Insider Trading & Executive Data
Start Free Trial
93 insider trades in the last year. Go beyond summary counts with transaction-level detail, compensation intelligence, and institutional ownership context.
Genworth Financial is a U.S.-focused insurance holding company with three reportable segments: Enact (private mortgage insurance), Long‑Term Care (LTC) insurance, and Life & Annuities, plus Corporate/Other and CareScout (an expanding fee‑based care‑matching and insurer distribution business). Enact underwrites primary mortgage guaranty insurance across all 50 states and is a material source of capital returns to the holding company (Enact returned $289M in 2024), while LTC manages large in‑force blocks and remains highly sensitive to reserve actions and regulatory rate approvals. The company’s performance is driven by underwriting results at Enact, interest‑rate impacts on investment yields and liability discounting, LTC rate action outcomes, reinsurance recoverables, and the timing of subsidiary dividends and capital contributions. Regulatory regimes (NAIC, state regulators, PMIERs, GSE eligibility) and rating agency actions are central to access to business, pricing and capital flows.

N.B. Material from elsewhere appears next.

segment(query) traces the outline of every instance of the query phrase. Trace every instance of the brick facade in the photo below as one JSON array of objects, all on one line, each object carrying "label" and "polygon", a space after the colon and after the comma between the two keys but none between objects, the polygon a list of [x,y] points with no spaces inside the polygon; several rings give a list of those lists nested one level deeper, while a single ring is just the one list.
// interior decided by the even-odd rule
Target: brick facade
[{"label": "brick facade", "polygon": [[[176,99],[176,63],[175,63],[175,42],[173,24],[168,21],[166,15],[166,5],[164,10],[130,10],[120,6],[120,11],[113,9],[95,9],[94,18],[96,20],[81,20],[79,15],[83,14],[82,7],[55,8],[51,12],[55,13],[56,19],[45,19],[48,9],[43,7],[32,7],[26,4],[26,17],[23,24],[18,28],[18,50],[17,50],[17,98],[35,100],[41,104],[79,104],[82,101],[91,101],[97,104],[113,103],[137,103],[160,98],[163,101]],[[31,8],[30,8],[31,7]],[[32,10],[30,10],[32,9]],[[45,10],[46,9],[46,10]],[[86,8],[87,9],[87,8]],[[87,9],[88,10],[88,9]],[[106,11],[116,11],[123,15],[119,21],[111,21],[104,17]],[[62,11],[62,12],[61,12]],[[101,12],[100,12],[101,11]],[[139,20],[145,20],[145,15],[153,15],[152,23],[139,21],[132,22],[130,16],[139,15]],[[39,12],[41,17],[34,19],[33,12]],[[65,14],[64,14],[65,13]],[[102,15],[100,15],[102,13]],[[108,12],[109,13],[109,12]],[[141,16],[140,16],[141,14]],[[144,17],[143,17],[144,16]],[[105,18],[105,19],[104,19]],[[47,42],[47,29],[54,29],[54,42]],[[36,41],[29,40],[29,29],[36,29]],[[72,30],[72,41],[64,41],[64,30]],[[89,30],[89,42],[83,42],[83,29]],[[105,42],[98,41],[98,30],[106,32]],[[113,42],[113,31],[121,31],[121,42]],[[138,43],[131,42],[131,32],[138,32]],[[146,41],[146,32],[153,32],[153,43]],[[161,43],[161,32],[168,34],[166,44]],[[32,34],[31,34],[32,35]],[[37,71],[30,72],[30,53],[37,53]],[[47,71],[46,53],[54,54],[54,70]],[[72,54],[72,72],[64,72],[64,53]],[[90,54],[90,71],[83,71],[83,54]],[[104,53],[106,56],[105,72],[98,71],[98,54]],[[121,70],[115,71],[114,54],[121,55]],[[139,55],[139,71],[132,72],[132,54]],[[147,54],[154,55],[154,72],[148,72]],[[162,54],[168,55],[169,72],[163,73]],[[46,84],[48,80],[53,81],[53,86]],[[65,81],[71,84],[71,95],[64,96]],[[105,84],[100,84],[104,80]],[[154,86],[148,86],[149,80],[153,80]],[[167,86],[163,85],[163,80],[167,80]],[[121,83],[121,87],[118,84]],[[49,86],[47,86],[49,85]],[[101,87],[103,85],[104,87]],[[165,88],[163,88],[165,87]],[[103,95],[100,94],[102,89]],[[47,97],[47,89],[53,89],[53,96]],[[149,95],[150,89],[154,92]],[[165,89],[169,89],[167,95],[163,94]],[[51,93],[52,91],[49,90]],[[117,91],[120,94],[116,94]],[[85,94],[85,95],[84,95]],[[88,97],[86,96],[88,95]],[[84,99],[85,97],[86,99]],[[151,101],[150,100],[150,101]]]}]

Compensation for Genworth executives is likely structured around typical Financial Services / Insurance frameworks—base salary, annual cash incentives and multi‑year equity awards (RSUs, performance shares, possibly options)—but with heavier emphasis on capital and reserve metrics specific to its business. Key performance measures that plausibly drive bonuses and long‑term awards include adjusted operating income (especially Enact operating results), return of capital from Enact to the holding company, successful LTC in‑force rate approvals and reserve adequacy, ROE/book value and total shareholder return, and maintenance of regulatory capital thresholds (PMIERs sufficiency, RBC). Given the sensitivity of results to actuarial assumptions and regulatory outcomes, executives’ pay plans will commonly feature multi‑year performance windows, deferrals and clawback provisions tied to reserve restatements or major regulatory reversals. Management’s investment in CareScout and objectives to preserve holding‑company liquidity also make milestone‑based equity or cash awards for successful scaling and capital discipline likely.
Material events for Genworth that could precede meaningful insider trades include Enact capital return announcements, LTC rate action approvals or denials, reserve remeasurements and litigation or regulatory rulings—each can quickly alter holding‑company liquidity and near‑term cash flow. Because the holding company is highly dependent on subsidiary dividends, watch for clustering of insider sales following announced capital returns or share‑repurchase activity; routine option exercises or RSU vesting tied to multi‑year plans can also generate predictable selling. Executives are subject to Section 16 reporting (Form 4) and typical blackout windows and many will use 10b5‑1 trading plans to manage timing; day traders and researchers should compare the timing/size of Form 4 filings to milestone disclosures (PMIERs updates, rate approvals, repurchases) and monitor whether trades occur inside or outside announced plans. Finally, regulatory constraints and the risk of reserve restatements mean insiders are likely to face stricter internal controls and potential clawbacks—sales shortly before adverse reserve or regulatory news merit closer scrutiny.